A sinopse pode até se parecer com a do livro, mas a história distorce momentos significativos da obra de Adams. O primeiro ponto a ser destacado é a inclusão do líder religioso Humma Kavula, personagem criado pelo próprio autor especialmente para o filme. Interpretado por John Malkovich (O retorno do talentoso Ripley), Humma, apesar de divertido, surge como mera desculpa para a aparição de algo que será utilizado numa das cenas finais.

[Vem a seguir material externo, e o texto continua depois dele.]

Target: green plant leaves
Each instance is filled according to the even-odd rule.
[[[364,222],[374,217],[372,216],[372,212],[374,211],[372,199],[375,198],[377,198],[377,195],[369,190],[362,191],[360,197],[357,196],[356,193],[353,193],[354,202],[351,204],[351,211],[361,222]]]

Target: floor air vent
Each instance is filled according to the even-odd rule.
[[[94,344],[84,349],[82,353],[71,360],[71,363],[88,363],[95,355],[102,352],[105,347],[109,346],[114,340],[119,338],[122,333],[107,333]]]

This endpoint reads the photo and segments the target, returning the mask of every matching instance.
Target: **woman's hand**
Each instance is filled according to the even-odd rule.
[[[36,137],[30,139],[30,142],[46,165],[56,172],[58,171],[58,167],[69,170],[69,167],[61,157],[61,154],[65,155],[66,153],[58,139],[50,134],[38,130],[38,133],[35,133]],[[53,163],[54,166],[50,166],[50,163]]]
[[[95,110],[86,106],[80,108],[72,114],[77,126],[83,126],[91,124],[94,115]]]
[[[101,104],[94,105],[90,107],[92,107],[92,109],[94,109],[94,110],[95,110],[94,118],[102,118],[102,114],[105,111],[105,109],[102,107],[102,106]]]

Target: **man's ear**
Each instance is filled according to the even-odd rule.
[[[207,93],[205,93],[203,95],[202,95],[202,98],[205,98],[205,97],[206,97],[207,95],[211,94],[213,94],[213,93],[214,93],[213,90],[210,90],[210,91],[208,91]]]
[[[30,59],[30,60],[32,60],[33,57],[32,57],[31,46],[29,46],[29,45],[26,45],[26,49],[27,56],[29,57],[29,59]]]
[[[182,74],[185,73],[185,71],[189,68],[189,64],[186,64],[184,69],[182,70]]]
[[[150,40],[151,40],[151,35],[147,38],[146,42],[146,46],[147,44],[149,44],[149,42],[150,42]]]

E por falar em final, não há qualquer semelhança entre o clímax do livro e o do longa-metragem. As mudanças são simplesmente lamentáveis e tiram toda a relevância filosófica de acontecimentos centrais da trama. Adams, que se considerava um ateu radical ("Deus desapareceu em uma nuvem de lógica", escreveu), pontuou sua comédia literária com observações sagazes sobre a natureza humana, a nossa imbecilidade perante o planeta e ácidos comentários sobre as religiões. O filme, devidamente pasteurizado para a família, estrategicamente elimina todos esses pontos, transformando genialidade subversiva na pipoca engraçadinha da semana, com direito a momentos de comédia romântica.
Se a idéia das mudanças era aumentar o potencial de público do filme, a Disney quebrou a cara. As bilheterias mundiais estão muito abaixo do esperado e uma continuação - devidamente plantada ao final do filme - só deve decolar se o filme gerar bons resultados em DVD. A obra de Douglas Adams merecia destino melhor.